Le Comité éthique et cancer n’est donc pas parvenu à une position consensuelle à l’égard de la question posée, les arguments en faveur de l’une et l’autre attitude étant parfaitement recevables et défendables. Les membres du comité s’accordent cependant à penser qu’il est souhaitable en toutes circonstances que l’information sur les directives anticipées ne soit pas donnée trop tardivement au regard de l’état de santé du patient, afin de laisser à ce dernier le temps de la réflexion et de la décision. Il importe également que cette information soit délivrée, quel que soit le moment choisi, avec la plus grande humanité possible, compte tenu de ses implications et des répercussions psychologiques qu’elle peut avoir pour le patient. In fine, il revient à chaque équipe de décider de l’attitude qu’elle souhaite mettre en œuvre, sachant qu’il convient dans tous les cas de s’adapter à la situation individuelle de chaque patient.

Article L. 1111-12 de la loi n° 2005-370 relative aux droits des malades et à la fin de vie

Lorsqu’une personne, en phase avancée ou terminale d’une affection grave et incurable, quelle qu’en soit la cause, et hors d’état d’exprimer sa volonté, a désigné une personne de confiance en application de l’article L. 1111-6, l’avis de cette dernière, sauf urgence ou impossibilité, prévaut sur tout autre avis non médical, à l’exclusion des directives anticipées, dans les décisions d’investigation, d’intervention ou de traitement prises par le médecin.

Article L. 1111-13 de la loi n° 2005-370 relative aux droits des malades et à la fin de vie

Lorsqu’une personne, en phase avancée ou terminale d’une affection grave et incurable, quelle qu’en soit la cause, est hors d’état d’exprimer sa volonté, le médecin peut décider de limiter ou d’arrêter un traitement inutile, disproportionné ou n’ayant d’autre objet que la seule prolongation artificielle de la vie de cette personne, après avoir respecté la procédure collégiale définie par le Code de déontologie médicale et consulté la personne de confiance visée à l’article L. 1111-6, la famille ou, à défaut, un de ses proches et, le cas échéant, les directives anticipées de la personne. Sa décision, motivée, est inscrite dans le dossier médical (…).
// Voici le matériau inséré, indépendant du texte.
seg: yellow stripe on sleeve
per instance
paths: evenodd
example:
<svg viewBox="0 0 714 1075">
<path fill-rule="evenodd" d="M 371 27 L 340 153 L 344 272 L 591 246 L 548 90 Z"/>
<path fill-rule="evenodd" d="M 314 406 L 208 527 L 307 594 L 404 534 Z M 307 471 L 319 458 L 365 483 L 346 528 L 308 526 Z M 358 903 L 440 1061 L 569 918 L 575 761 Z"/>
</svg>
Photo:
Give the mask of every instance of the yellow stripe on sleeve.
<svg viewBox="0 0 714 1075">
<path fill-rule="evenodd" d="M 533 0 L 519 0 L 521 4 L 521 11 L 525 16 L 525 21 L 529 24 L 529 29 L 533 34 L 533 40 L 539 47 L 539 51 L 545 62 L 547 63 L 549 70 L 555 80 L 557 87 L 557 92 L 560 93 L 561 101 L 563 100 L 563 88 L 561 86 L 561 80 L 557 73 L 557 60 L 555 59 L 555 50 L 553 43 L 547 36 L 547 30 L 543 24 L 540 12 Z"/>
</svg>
Article R. 1111-17 du décret nº 2006-119 du 6 février 2006 relatif aux droits des malades

Les directives anticipées mentionnées à l’article L. 1111-11 s’entendent d’un document écrit, daté et signé par leur auteur dûment identifié par l’indication de ses nom, prénom, date et lieu de naissance.
Toutefois, lorsque l’auteur de ces directives, bien qu’en état d’exprimer sa volonté, est dans l’impossibilité d’écrire et de signer lui-même le document, il peut demander à deux témoins, dont la personne de confiance lorsqu’elle est désignée en application de l’article L. 1111-6, d’attester que le document qu’il n’a pu rédiger lui-même est l’expression de sa volonté libre et éclairée. Ces témoins indiquent leurs nom et qualité, et leur attestation est jointe aux directives anticipées.
Le médecin peut, à la demande du patient, faire figurer en annexe de ces directives, au moment de leur insertion dans le dossier de ce dernier, une attestation constatant qu’il est en état d’exprimer librement sa volonté et qu’il lui a délivré toutes informations appropriées.